Moreover, this study points out that contextual factors, health literacy, and individual characteristics affect an individual’s adoption. Future research should explore how individuals’ emotional states and literacy capacities interact with and interpret PR information. For instance, Shaller [80] proposed a context-based consumer choice framework that emphasizes the integration of users’ decision contexts, emotional states, and literacy capacities.

Methodological Agenda

Primary data collection was primarily used in surveys, experiments, and semistructured interviews, whereas qualitative approaches, such as interviews, focus groups, and thematic content analysis, remained less common. Mixed method studies were rare, typically combining expert evaluation with descriptive and thematic analyses.
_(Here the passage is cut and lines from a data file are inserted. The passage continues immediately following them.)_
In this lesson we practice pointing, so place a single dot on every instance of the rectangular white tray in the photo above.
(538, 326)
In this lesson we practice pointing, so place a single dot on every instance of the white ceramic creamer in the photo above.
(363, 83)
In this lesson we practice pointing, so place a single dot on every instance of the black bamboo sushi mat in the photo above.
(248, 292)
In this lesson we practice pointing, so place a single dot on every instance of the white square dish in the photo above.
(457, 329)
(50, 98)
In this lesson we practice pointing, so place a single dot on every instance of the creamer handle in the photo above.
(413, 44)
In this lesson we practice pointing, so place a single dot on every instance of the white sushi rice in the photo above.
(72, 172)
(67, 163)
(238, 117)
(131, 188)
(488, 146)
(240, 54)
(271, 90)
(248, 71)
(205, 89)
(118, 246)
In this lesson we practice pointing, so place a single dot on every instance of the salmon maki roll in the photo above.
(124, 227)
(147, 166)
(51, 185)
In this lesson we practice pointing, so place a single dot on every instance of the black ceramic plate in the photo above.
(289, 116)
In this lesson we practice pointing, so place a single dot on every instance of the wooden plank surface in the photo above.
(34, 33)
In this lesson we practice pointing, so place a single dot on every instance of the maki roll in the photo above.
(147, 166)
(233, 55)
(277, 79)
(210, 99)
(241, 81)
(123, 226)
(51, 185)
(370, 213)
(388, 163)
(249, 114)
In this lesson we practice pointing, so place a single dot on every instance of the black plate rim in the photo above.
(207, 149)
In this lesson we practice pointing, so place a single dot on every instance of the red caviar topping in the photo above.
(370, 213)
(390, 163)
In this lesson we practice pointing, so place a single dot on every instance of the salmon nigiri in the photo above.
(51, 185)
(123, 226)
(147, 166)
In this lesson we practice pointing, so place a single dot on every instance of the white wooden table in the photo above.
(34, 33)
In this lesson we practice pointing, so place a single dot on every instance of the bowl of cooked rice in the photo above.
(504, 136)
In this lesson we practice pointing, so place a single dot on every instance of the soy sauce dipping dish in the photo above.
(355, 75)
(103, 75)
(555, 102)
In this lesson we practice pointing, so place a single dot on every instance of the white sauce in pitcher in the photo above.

Methodologically combining natural language processing, causal inference, and experimental designs could advance the understanding of how system-level indicators interact with user heterogeneity, health literacy, and decision-making behaviors in the PR system.

Technological Agenda

In health care organizations, the PPC extends beyond physicians and patients to include family members, friends, caregivers, and other stakeholders. Future system designs that integrate and accommodate these multiple roles could enhance communication between actual users and the system.

Previous studies have indicated that patients with poorer health conditions exhibit more pronounced differences in decision-making [56]. Population segmentation can be categorized into low-health-demand, multiple comorbidities, medically complex, and frail groups [77]. Future research could explore the heterogeneity of responses across these groups in relation to information presentation. For example, web design could incorporate switchable versions to accommodate the health information needs of patients with different health conditions.

Limitations

First, this study retrieved literature through keyword searches within selected databases. This approach may have limited the scope of study selection and potentially excluded relevant studies from other databases.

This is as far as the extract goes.